There will be a lot more tables and fields added. Guaranteed. I don’t know what they are. But it will happen. We’ll add “kudos” or “rep” and need to track the latest (linked to user record) and history (somewhere). We’ll add info. about posts that came from SE or elsewhere. We’ll add moderation history details. Etc. So saying "OK, this is our fantastic database and it has 13 tables and the posts table only has 17 fields with 218 bytes (+ the text fields) is fooling ourselves. Storage and RAM are dirt cheap. Access is fast. The key is having the right data in the right place (e.g., summary where it makes sense like total votes) accessed the right way (there is nothing wrong with joins provided there are good indexes and foreign keys and the joined tables are either small (sit entirely cached in DB server RAM) or well designed (e.g., history records for a post, all easily and quickly linked if you have an index on post ID + time).

I’ll have plenty more to say when I (ha ha ha) have some more time.

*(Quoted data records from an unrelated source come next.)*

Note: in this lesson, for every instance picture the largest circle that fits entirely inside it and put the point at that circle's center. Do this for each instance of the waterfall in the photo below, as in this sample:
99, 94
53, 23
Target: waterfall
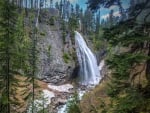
89, 73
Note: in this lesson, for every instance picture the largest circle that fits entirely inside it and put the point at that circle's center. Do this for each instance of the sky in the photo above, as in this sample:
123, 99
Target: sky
104, 11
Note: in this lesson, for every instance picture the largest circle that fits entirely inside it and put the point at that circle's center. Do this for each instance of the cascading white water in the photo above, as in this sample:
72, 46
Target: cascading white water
89, 72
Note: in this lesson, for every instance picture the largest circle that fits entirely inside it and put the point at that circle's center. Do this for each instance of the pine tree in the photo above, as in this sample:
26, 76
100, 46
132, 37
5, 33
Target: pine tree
7, 30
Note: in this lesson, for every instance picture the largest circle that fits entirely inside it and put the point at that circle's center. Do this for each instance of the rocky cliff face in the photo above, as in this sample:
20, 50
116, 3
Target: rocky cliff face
51, 65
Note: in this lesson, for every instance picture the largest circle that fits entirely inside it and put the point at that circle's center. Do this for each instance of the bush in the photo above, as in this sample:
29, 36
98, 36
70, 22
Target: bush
73, 104
51, 21
66, 57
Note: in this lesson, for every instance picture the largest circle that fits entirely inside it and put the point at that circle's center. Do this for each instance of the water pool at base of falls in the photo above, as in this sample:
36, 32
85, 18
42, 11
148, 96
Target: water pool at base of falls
89, 74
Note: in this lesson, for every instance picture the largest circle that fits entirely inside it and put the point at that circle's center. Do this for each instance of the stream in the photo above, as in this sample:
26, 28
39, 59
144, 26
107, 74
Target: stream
89, 73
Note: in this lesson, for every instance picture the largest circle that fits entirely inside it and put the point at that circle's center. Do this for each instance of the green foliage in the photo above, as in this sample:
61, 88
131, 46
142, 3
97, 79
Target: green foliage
66, 57
52, 20
73, 104
42, 34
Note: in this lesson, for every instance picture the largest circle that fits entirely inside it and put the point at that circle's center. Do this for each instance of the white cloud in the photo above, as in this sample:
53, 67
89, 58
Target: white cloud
113, 7
107, 15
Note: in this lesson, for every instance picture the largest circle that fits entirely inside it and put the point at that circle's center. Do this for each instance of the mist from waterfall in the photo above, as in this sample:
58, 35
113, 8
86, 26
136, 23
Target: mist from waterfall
89, 73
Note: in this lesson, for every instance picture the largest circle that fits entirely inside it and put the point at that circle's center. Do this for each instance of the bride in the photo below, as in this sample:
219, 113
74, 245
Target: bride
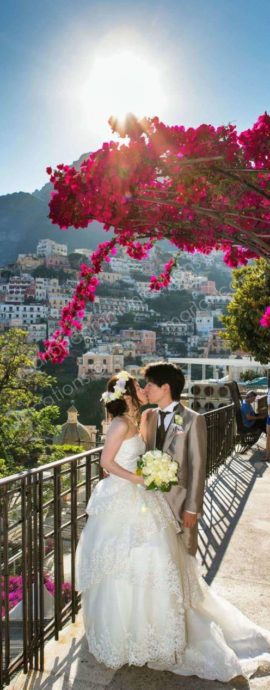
143, 599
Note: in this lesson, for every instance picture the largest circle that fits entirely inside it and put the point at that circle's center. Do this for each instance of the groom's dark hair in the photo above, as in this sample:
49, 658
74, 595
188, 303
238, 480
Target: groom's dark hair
164, 372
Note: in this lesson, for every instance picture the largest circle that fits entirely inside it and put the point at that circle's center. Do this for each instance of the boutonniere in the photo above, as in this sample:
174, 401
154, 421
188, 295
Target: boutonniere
178, 419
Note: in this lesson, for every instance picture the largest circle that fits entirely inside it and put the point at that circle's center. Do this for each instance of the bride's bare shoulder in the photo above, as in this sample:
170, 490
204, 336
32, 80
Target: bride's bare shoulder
146, 414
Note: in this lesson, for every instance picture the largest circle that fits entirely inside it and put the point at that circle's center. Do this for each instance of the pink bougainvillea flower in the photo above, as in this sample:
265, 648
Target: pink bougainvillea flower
200, 188
265, 320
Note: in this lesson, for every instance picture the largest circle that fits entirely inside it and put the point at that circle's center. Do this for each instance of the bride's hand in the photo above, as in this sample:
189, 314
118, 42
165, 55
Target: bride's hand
138, 479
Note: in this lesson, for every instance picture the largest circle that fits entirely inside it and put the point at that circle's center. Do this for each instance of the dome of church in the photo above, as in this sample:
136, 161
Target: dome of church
73, 433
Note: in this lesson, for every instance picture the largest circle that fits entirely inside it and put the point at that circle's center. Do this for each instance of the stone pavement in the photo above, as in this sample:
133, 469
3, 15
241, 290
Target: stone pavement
235, 553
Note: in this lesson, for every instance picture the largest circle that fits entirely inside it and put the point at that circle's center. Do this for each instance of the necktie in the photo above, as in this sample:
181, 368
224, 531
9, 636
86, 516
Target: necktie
161, 431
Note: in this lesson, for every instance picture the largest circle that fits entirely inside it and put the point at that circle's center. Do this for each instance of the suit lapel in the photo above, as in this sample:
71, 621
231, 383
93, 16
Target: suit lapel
152, 435
171, 428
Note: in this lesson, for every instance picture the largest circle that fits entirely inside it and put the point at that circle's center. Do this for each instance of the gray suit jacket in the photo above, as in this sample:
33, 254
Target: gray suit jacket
187, 444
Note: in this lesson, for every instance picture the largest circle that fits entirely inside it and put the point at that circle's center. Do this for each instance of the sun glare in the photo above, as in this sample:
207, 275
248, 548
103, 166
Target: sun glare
122, 82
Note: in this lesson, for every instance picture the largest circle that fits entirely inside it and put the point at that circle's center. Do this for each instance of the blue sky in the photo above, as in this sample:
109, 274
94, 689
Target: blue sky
196, 61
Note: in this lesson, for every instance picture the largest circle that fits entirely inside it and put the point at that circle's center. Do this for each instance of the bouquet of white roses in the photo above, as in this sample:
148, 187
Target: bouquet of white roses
158, 470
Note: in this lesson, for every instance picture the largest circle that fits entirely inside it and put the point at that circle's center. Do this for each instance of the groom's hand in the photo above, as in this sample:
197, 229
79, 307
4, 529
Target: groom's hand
189, 519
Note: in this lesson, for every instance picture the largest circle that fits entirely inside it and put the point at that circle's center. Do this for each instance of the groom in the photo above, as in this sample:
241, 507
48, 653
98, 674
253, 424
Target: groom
182, 433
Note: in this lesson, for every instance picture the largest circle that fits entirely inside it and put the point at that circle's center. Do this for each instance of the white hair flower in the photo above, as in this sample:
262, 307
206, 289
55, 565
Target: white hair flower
119, 388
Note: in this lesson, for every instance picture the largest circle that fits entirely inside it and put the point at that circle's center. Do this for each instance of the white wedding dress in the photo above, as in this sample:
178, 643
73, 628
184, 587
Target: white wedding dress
143, 599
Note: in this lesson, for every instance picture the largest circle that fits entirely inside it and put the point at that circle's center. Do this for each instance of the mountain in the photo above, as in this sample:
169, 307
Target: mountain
24, 221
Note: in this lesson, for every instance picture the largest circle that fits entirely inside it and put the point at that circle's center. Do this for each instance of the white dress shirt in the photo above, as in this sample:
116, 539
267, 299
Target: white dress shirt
167, 420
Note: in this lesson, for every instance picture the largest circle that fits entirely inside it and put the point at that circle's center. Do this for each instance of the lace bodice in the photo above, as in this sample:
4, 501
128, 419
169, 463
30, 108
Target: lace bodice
129, 452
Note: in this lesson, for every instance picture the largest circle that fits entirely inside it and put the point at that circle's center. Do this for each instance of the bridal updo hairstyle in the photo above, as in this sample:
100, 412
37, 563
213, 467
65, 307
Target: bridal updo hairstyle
117, 408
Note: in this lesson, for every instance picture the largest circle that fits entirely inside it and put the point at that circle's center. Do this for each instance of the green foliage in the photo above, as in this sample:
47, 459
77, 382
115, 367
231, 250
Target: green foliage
24, 430
242, 320
20, 382
58, 452
25, 434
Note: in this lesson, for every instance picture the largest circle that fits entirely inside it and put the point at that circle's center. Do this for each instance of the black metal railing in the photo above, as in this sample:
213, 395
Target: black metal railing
220, 436
42, 512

rodolphito · 19 November 2019 17:53

Yes, I was ignoring other pages, that’s a good point. I was thinking of pages as “that thing with a question on it that you view”. Maybe there is a clearer name, or maybe we can just add a specific post type for static pages and just leave nulls in the tag ids on their row.

Excellent, this is what I’m going for. A complete database description would be great. Also, please note that the database description I provided stores full history in the Events table—every edit, title change, flag, upvote, downvote, star, etc. with timestamps and origin user. I eagerly await improvement.

For sure, but why bring this up? Does an ORM make it easier or something? The database will grow organically just like the code will, I don’t see this is a downside. Any definition we come up with will “suffer” from this.

manassehkatz · 19 November 2019 17:56

An ORM can make it easier. Depends on the ORM. I’m currently working with a large (by my standards) Django project - the ORM makes database changes trivial. However, not every ORM actually handles database changes so well, so YMMV.

My main point though is that I got the impression, perhaps incorrectly, that the various database samples being thrown around were “here it is, almost ready for production” and I think there is a long ways to go…and there will be changes even after we actually do start coding…and even after we have a production system.